Die wenigsten möchten eines ihrer Projekte hervorheben. Entworfene Häuser sind wie großgezogene Kinder, die legt man nicht weg und stellt sie nicht öffentlich über andere. Die Werkliste kommt einer Prozessliste gleich – was hat man wo gelernt? Das Reflektieren über das eigene Werk spült auch vieles an Haltung und Prinzipien zu Tage. Und dennoch resümiert eine der Befragten: „Was uns ArchitektInnen alles einfällt, bleibt der Gesellschaft eigentlich verschlossen.“ Das betrifft Wettbewerbsprojekte, abgebrochene Bauvorhaben, versandete Eigeninitiativen etc. Wohl kaum ein dienstleistender Berufsstand hinterlässt so ein ungeheures Konvolut an unbezahlten Ideen und Konzepten. Man bekommt zum Ausgleich anderes: „Aus Projekten entstehen Freundschaften, und dadurch potenziert sich für uns die Bedeutung enorm.“
Und worüber sollten ArchitektInnen sonst noch reden, einen Diskurs anzetteln?
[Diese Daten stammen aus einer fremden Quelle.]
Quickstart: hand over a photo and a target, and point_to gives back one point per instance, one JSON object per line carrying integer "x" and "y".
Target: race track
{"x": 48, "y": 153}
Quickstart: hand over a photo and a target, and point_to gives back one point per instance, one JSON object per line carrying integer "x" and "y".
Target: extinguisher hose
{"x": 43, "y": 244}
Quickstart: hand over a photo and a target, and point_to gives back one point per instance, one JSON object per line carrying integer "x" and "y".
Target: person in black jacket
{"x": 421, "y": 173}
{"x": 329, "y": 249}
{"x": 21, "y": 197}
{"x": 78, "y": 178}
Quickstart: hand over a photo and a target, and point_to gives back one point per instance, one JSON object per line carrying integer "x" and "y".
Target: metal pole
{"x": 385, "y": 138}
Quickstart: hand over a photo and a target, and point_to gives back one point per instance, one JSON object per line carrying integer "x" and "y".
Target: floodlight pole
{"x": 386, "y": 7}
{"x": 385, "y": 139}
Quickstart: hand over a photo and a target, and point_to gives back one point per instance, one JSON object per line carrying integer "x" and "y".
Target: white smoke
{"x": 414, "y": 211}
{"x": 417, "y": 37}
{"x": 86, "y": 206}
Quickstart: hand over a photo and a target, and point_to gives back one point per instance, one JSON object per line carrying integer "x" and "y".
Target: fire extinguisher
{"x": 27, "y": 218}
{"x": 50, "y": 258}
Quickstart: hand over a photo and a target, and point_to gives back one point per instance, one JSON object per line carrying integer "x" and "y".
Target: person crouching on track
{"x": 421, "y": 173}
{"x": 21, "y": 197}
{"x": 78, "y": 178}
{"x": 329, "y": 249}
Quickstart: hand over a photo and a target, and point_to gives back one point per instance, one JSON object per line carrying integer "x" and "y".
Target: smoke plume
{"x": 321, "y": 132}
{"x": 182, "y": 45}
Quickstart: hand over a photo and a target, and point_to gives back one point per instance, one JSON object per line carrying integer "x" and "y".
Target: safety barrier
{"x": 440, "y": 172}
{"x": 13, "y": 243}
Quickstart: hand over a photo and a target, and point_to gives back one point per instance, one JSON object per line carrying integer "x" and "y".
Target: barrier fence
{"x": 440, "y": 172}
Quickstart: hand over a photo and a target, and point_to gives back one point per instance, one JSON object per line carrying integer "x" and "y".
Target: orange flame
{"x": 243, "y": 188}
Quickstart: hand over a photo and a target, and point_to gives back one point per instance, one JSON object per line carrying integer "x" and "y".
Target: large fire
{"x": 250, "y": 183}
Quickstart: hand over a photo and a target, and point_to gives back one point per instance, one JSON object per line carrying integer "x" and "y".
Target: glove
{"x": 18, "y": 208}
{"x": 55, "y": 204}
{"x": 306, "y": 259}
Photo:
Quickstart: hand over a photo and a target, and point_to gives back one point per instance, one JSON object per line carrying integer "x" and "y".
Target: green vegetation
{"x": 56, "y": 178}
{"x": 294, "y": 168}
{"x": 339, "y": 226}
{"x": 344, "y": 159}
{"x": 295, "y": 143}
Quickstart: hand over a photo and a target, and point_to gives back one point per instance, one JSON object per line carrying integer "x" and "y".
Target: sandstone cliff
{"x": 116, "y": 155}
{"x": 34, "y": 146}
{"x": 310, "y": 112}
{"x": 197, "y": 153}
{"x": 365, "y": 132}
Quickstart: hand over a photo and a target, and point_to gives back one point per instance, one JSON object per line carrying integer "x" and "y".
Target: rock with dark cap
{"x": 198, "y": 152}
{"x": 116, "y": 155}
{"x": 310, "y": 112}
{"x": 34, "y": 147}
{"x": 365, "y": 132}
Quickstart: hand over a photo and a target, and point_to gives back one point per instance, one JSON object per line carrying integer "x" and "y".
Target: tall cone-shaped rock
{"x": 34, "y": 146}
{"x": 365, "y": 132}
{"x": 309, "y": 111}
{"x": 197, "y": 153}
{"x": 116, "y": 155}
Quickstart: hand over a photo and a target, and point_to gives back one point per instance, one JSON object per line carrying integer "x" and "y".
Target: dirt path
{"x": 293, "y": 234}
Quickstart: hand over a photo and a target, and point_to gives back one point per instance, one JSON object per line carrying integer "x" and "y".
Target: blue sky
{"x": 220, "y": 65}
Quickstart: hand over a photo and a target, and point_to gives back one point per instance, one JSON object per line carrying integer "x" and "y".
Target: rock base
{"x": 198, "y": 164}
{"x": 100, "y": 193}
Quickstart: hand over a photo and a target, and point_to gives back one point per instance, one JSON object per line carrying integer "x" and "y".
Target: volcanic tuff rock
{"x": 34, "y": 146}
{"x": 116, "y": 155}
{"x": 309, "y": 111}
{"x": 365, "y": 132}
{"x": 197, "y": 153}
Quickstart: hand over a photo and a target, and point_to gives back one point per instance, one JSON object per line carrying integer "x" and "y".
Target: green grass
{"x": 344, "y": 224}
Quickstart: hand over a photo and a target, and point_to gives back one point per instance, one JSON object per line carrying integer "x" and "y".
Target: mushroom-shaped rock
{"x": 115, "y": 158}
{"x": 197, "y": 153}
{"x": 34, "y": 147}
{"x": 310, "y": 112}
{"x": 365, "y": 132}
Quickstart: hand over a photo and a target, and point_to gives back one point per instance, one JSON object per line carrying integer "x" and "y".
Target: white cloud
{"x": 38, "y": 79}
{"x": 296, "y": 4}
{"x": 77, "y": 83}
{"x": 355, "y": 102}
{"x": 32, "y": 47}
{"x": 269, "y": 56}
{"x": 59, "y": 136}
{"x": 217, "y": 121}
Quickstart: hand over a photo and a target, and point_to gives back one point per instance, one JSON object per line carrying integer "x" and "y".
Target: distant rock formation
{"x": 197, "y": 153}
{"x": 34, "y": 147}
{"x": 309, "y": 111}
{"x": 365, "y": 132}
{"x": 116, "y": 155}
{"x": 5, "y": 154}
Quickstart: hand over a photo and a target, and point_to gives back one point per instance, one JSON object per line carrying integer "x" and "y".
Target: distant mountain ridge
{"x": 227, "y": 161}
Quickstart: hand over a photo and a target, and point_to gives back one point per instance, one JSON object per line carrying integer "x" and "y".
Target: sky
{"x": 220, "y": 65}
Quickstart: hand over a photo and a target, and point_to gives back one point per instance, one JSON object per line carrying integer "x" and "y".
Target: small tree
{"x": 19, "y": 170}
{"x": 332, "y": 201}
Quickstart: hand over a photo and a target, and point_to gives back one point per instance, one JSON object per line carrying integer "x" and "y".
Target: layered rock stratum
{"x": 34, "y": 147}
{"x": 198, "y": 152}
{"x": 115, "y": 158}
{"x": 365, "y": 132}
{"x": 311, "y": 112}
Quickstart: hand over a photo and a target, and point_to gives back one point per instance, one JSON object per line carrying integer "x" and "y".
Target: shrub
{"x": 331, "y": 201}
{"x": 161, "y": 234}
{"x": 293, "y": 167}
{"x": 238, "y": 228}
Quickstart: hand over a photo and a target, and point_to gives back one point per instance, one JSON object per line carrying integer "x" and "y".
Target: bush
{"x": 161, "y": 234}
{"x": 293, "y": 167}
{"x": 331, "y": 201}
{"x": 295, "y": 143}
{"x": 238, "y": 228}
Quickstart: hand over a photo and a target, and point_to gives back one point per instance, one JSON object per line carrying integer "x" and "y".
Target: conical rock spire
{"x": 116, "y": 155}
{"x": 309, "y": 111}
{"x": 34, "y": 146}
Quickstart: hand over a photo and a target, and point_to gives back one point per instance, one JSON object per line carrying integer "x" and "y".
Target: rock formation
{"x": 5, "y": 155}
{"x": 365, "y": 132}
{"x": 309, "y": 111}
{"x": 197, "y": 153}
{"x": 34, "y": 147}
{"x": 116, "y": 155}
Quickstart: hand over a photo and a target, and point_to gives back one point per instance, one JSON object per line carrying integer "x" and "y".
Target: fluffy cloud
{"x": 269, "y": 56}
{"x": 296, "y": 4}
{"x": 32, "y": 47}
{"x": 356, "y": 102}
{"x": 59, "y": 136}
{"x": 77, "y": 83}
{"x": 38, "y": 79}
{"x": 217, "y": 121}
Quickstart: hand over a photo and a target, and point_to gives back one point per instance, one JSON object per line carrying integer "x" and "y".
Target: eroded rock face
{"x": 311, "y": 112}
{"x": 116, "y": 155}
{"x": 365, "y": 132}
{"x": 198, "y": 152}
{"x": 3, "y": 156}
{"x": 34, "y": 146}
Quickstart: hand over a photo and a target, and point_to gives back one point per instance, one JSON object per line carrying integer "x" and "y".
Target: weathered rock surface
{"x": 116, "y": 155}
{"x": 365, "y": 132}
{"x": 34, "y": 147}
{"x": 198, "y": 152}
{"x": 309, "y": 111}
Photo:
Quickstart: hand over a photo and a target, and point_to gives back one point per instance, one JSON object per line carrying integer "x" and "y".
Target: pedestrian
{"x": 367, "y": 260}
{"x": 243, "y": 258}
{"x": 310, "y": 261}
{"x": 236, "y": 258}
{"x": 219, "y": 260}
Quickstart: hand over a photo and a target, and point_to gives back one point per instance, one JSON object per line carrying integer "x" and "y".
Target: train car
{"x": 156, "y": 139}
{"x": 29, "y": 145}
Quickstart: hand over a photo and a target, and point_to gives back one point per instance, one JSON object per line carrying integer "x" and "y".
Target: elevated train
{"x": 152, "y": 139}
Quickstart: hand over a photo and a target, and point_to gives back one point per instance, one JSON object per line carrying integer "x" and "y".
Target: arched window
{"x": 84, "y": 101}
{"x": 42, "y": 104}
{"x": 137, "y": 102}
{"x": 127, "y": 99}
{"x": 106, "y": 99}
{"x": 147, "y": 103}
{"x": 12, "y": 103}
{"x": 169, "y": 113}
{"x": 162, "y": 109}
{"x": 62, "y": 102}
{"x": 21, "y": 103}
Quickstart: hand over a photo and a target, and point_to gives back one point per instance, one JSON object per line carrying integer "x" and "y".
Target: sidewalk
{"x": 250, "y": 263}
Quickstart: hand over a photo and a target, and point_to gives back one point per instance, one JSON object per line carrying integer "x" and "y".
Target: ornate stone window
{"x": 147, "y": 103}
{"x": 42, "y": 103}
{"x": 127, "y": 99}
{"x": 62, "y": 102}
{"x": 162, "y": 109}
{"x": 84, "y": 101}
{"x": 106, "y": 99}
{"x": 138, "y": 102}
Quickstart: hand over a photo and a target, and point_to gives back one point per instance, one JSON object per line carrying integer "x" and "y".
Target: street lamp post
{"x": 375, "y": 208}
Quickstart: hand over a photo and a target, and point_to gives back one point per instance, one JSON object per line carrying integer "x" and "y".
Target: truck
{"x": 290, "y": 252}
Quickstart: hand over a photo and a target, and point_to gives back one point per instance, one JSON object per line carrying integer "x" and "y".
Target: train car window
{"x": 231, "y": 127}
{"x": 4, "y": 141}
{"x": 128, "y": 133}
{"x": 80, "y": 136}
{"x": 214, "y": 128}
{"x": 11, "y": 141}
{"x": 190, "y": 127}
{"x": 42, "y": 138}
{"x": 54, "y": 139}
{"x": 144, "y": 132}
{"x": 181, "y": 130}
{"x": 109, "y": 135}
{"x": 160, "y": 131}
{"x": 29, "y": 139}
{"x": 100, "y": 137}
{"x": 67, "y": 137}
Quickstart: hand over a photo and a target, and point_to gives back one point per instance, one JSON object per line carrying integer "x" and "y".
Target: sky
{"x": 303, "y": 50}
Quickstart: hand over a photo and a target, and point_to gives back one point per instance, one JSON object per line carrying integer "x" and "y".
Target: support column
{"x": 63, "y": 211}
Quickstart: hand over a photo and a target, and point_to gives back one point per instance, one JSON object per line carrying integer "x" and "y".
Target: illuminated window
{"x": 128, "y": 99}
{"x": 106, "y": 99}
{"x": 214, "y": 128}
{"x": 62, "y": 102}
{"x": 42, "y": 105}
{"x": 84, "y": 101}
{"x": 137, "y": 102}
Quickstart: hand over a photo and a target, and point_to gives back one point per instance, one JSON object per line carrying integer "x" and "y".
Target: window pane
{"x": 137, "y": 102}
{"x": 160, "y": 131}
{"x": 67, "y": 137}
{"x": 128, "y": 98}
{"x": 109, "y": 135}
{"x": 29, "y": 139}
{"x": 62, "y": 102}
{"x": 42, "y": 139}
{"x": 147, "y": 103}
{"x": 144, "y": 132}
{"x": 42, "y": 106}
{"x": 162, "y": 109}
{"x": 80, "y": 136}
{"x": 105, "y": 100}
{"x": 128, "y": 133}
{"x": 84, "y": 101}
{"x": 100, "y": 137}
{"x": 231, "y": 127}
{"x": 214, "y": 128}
Noch immer über die SCHÖNHEIT und den KERN der ARCHITEKTUR. Über die BANALITÄT der GESETZE und die ANGEMESSENHEIT. Zwingend auch über FACH-INTELLIGENZEN und GENERALISTEN, die das Gesamtwerk im Blick behalten. Über eine ganzheitlich betrachtete ÖKOLOGIE und wie und wo PARTIZIPATION Sinn macht. Wir sollten dringend über die STADT und deren Gegenteil, die ZERSIEDLUNG, reden. Das sollten ArchitektInnen untereinander tun, aber: „Diskutiert wird auf der Ebene von Politik, Development und dies über die Medien, die ‚Allgemeinstimmung‘ spiegeln und diese teilweise sehr verkürzt und billig aufbereiten. Das Ganze ist jedoch dermaßen komplex, es lässt sich nicht in ein Twitter-Format pressen.“
„Wenn WIR die Stadt nicht bauen, wird sie investiert. Dann hat sie die räumliche, städtebauliche, soziale Qualität einer Aktie [...] Eine Aktie gehört ins Schließfach und nicht ans Seeufer!“, tönt es eindringlich aus Kärnten. Ja, diese Dinge gehören gesagt, aufgeschrieben und verbreitet! nextroom bietet nicht nur im Netz die Plattform dafür, sondern bündelt diese Standpunkte im vorliegenden Buch. Das Kompendium ist ein aufschlussreiches Zeugnis des kollektiven Pouvoirs der ArchitektInnenschaft, ihrer Reflexion eigener Ansprüche und Möglichkeiten sowie ihrer Lebensrealität. Denn in der Regel ist ihr Beruf ihr Leben. „Nur wenn sich ArchitektInnen als AnwältInnen einer Öffentlichkeit, als GestalterInnen von Baukultur begreifen, wird Nachhaltiges entstehen. Wenn wir lediglich bedarfsorientiert auf die Bedürfnisse von Investoren reagieren, schränken wir das große Spektrum von Architektur, die weit über hundert Jahre wirken könnte, auf eine mickrige Gegenwart ein.“
Damit aus mickriger Gegenwart grandiose Zukunft werden möge, wünsche ich mir, dass dieses Buch an viele EntscheidungsträgerInnen verschenkt und es auch jenseits der ArchitektInnenschaft LeserInnen finden werde. Damit sich Dinge ändern, braucht es viele, vor allem Verbündete.
»33 Interviews zur Architektur« geführt von Martina Pfeifer Steiner, Fotografien Lukas Hämmerle, mit einem Apéro von Marina Hämmerle. Herausgeber nextroom, erscheint im Verlag Müry Salzmann, September 2019. Buchpräsentationen sind im Herbst geplant, in Salzburg, Wien, Klagenfurt, Graz, Innsbruck und Dornbirn.